Add new sparse matrix library (DBM) and lightweight fork of DBCSR tensor (DBT) #1863

oschuett · 2022-01-09T23:50:03Z

No description provided.

mtaillefumier · 2022-01-10T09:32:30Z

Interesting work. I would suggest one improvement that does not involve much work. Would it be possible to have a more generic interface for the GPU side since you make direct calls to CUDA while cp2k will most probably runs on AMD hardware very soon.

What I am thinking of is to just isolate the cuda depend part to its dedicated directory like it is done with collocate and integrate.

oschuett · 2022-01-10T15:14:18Z

Interesting work.

Thank you :-)

runs on AMD hardware very soon.

Yes, it would be great if you could help with the HIP backend. Hopefully, Nvidia will step up for the CUDA backend. The current kernel is really just a placeholder.

Would it be possible to have a more generic interface for the GPU

Yes, the code is already laid out to support multiple backends. One only has to hook into these four routines.

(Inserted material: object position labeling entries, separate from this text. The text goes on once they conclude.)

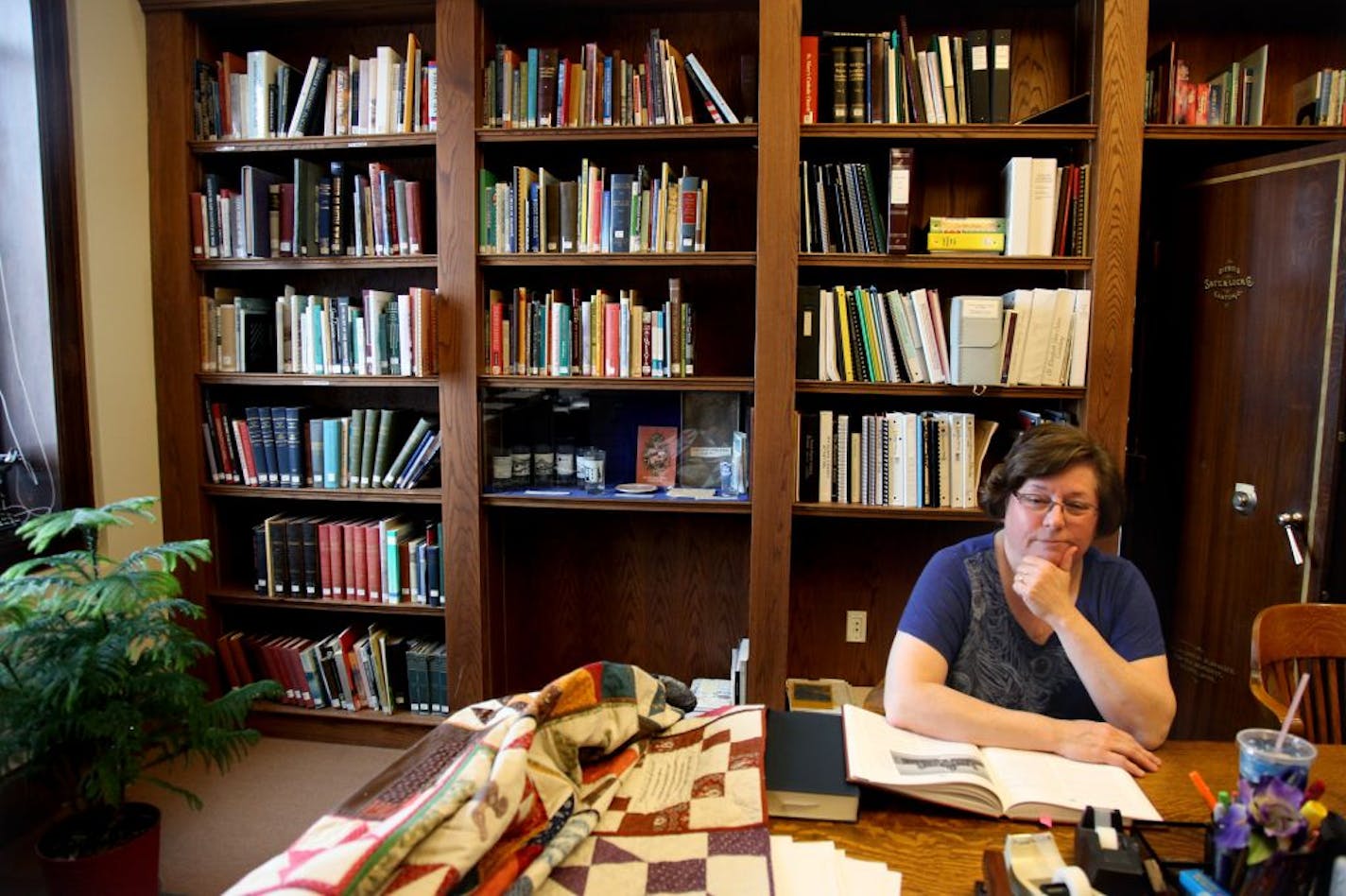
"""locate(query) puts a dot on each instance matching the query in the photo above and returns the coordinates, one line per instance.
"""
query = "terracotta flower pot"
(128, 868)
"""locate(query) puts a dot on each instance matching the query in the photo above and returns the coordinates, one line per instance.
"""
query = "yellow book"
(844, 336)
(993, 242)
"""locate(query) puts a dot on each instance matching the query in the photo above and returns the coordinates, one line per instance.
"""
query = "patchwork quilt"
(593, 784)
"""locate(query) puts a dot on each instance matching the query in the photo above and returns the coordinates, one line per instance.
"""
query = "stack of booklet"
(819, 868)
(988, 781)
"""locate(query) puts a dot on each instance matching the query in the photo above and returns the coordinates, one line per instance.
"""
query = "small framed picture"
(656, 455)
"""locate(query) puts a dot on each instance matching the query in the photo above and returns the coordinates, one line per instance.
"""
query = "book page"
(901, 760)
(1037, 784)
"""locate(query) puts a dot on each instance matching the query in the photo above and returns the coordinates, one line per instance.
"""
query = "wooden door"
(1266, 288)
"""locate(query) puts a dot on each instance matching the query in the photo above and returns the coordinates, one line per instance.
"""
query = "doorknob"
(1292, 523)
(1244, 498)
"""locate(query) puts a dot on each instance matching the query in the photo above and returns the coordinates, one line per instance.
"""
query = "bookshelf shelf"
(322, 263)
(926, 132)
(664, 133)
(866, 511)
(624, 260)
(948, 261)
(768, 566)
(238, 597)
(925, 390)
(1244, 133)
(342, 381)
(387, 495)
(361, 715)
(612, 501)
(642, 384)
(314, 145)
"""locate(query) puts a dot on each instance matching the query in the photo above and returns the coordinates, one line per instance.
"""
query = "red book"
(348, 558)
(287, 218)
(373, 565)
(612, 337)
(245, 454)
(497, 359)
(413, 231)
(216, 419)
(809, 79)
(324, 561)
(197, 223)
(359, 559)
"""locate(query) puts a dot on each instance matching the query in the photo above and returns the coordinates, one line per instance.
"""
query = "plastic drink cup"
(1259, 758)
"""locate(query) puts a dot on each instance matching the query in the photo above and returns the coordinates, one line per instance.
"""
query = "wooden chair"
(1289, 639)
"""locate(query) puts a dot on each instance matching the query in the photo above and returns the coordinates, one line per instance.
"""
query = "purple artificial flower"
(1232, 829)
(1273, 806)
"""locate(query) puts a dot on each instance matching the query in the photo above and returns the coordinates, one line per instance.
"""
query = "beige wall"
(112, 177)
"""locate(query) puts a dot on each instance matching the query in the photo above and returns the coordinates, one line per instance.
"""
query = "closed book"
(1000, 92)
(976, 44)
(975, 330)
(808, 336)
(899, 199)
(992, 242)
(806, 769)
(809, 79)
(1016, 181)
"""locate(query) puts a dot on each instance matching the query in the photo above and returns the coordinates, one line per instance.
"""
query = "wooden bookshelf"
(539, 584)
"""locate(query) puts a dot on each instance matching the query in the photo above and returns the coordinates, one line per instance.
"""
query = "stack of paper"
(819, 868)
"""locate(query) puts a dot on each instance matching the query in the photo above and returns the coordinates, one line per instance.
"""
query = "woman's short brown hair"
(1047, 450)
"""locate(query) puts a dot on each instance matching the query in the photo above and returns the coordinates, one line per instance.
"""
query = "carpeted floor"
(250, 813)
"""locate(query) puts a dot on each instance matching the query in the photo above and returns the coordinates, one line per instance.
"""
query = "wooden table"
(939, 851)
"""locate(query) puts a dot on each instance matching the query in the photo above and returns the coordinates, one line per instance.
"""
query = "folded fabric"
(589, 784)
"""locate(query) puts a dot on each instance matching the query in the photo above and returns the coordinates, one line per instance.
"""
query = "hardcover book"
(988, 781)
(656, 455)
(805, 768)
(899, 199)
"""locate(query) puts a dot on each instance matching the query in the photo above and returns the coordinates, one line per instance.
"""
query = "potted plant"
(95, 686)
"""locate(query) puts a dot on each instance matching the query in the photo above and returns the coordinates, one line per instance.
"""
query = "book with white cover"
(1058, 337)
(1042, 206)
(1079, 337)
(1016, 181)
(988, 781)
(975, 330)
(1044, 302)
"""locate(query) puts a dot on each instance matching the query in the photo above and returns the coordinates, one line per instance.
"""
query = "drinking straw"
(1289, 714)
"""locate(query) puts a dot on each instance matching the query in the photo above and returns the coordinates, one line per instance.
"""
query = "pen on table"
(1202, 788)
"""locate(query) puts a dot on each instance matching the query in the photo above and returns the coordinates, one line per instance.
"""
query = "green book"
(354, 445)
(367, 451)
(381, 447)
(406, 454)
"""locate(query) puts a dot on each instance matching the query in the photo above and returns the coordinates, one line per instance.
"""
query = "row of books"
(1044, 206)
(345, 670)
(1023, 337)
(619, 213)
(549, 334)
(318, 213)
(840, 207)
(387, 560)
(259, 95)
(287, 448)
(1232, 95)
(537, 88)
(1320, 98)
(378, 333)
(881, 77)
(894, 459)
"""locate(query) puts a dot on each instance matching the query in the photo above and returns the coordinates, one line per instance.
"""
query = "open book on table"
(988, 781)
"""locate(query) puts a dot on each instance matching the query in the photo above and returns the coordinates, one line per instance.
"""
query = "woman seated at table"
(1030, 636)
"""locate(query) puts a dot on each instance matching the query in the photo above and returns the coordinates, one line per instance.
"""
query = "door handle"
(1292, 523)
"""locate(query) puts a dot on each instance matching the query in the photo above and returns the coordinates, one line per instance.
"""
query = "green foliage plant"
(95, 669)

What I am thinking of is to just isolate the cuda depend part to its dedicated directory

Yes, we should definitely create a sub-directory once a backend outgrows a single file.

mtaillefumier · 2022-01-10T15:25:05Z

Interesting work.

Thank you :-)

I think anything that make the code cleaner is welcome. Added bonus if it speed things up ;)

runs on AMD hardware very soon.

Yes, it would be great if you could help with the HIP backend. Hopefully, Nvidia will step up for the CUDA backend. The current kernel is really just a placeholder.

I think I can get that running fast at least to put things in place for hip. kernels optimization will come later but for now I can just use the kernels you wrote since hip or cuda syntax are almost the same.

Would it be possible to have a more generic interface for the GPU

Yes, the code is already laid out to support multiple backends. One only has to hook into these four routines.

What I am thinking of is to just isolate the cuda depend part to its dedicated directory

Yes, we should definitely create a sub-directory once a backend outgrows a single file.
Then better split as soon as possible. I can take care of the split and make a PR on your branch.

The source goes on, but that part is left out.